Let $G=\mathrm{PSU}(3,5)$, the simple group of order 126,000. Let $\chi_2$ be the $20$ dimensional representation. This has an invariant (symplectic) inner product. Then the symmetric square is $\chi_7 + \chi_{10}$, while the exterior square is $\chi_1+\chi_4+\chi_5+\chi_6+\chi_8$. Here, the dimensions are $84+126$ and $1+28+28+28+105$. This is an example with the roles interchanged, as permitted by the question. I've used ATLAS notation for the characters.
Here is a simple infinite family of examples which shows that we can have as many irreducible constituents as we want in both the symmetric and exterior square. Let $G=\operatorname{PGL}_2(\mathbb{F}_q)$, where $q$ is odd and let $V$ be the Steinberg representation (which has dim $q$). It can be checked that $V\otimes V$ is multiplicity-free and contains every irrep of $G$ except the non-trivial one-dimensional one (this is the least obvious step). Moreover, $V$ has real-valued character, so carries a $G$-invariant bilinear form.

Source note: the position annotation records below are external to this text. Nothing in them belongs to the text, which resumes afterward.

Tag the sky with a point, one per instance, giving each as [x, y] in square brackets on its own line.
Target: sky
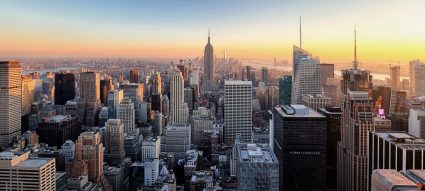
[388, 31]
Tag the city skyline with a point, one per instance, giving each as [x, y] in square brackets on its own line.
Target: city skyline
[388, 31]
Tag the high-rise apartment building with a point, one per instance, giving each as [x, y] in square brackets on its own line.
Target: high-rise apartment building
[417, 122]
[316, 101]
[333, 136]
[115, 97]
[419, 80]
[28, 90]
[89, 148]
[151, 148]
[306, 75]
[285, 89]
[352, 149]
[126, 114]
[105, 86]
[156, 87]
[258, 168]
[237, 110]
[394, 150]
[114, 142]
[56, 130]
[395, 78]
[300, 147]
[176, 139]
[89, 97]
[134, 76]
[201, 120]
[412, 74]
[19, 172]
[10, 101]
[133, 91]
[265, 75]
[209, 66]
[64, 88]
[178, 109]
[326, 72]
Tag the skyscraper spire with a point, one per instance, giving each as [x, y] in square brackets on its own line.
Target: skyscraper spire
[300, 34]
[208, 36]
[355, 63]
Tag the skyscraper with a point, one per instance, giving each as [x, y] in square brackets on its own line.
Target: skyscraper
[256, 161]
[326, 72]
[419, 80]
[28, 90]
[209, 66]
[178, 109]
[89, 97]
[126, 114]
[395, 78]
[285, 88]
[412, 66]
[64, 88]
[333, 136]
[300, 147]
[10, 101]
[134, 76]
[105, 86]
[114, 142]
[265, 75]
[306, 74]
[19, 172]
[56, 130]
[352, 149]
[237, 110]
[356, 79]
[89, 148]
[408, 151]
[156, 87]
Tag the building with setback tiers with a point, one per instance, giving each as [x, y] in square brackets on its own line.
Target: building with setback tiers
[394, 150]
[300, 147]
[56, 130]
[19, 172]
[237, 110]
[258, 168]
[333, 136]
[10, 101]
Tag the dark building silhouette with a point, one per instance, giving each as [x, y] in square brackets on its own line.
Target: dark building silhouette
[134, 76]
[105, 86]
[57, 129]
[300, 146]
[64, 88]
[333, 136]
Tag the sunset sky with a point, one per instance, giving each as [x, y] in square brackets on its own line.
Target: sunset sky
[389, 31]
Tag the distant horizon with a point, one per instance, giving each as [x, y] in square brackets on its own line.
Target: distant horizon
[388, 32]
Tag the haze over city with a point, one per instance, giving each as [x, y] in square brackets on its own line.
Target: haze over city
[212, 95]
[389, 32]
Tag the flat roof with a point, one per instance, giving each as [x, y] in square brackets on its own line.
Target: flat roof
[33, 163]
[237, 82]
[309, 114]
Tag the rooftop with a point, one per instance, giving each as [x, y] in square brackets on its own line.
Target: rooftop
[402, 139]
[237, 82]
[33, 163]
[392, 177]
[254, 153]
[297, 111]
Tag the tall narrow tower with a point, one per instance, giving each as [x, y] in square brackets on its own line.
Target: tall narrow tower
[10, 101]
[208, 66]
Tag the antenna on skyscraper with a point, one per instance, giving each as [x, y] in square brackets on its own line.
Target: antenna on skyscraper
[355, 63]
[300, 34]
[208, 35]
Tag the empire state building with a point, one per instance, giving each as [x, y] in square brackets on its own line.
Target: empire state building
[208, 66]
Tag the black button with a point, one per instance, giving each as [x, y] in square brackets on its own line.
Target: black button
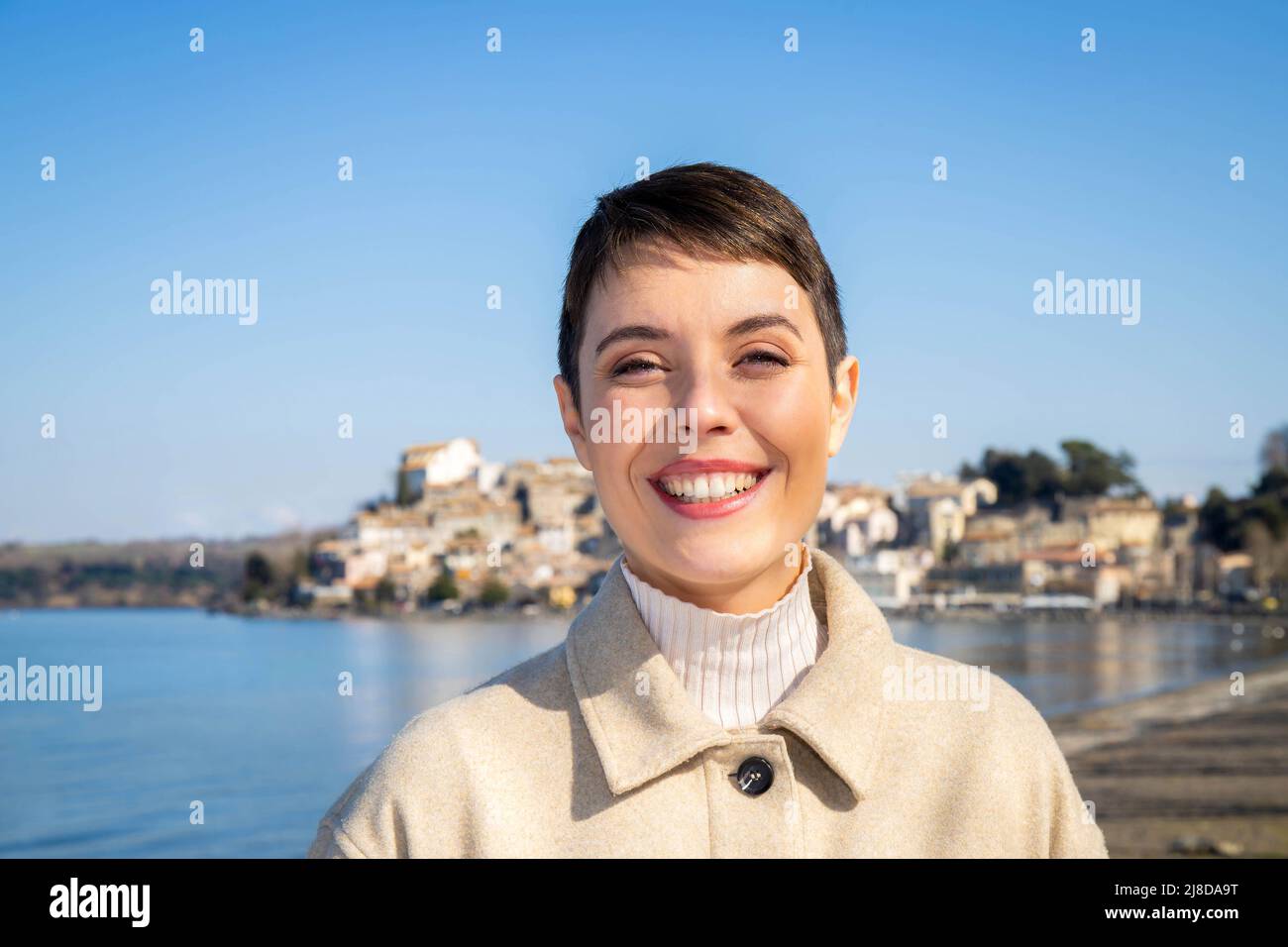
[754, 776]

The group $G$ has $(q-3)/2$ irreps of dim $q+1$, $(q-1)/2$ irreps of dim $q-1$, 2 irreps of dim $q$ and 2 of dim 1. Meanwhile, the symmetric square of $V$ has dim $q(q+1)/2$ and the exterior square has dim $q(q-1)/2$. Thus, for $q$ large enough, each one contains more than $N$ irreducible constituents, for any given positive $N$. For example, for $q=11$, $G$ has order 1,320 and the symmetric and exterior squares of $V$ both have at least 5 irreducible constituents (one can easily find a better bound or even the exact numbers).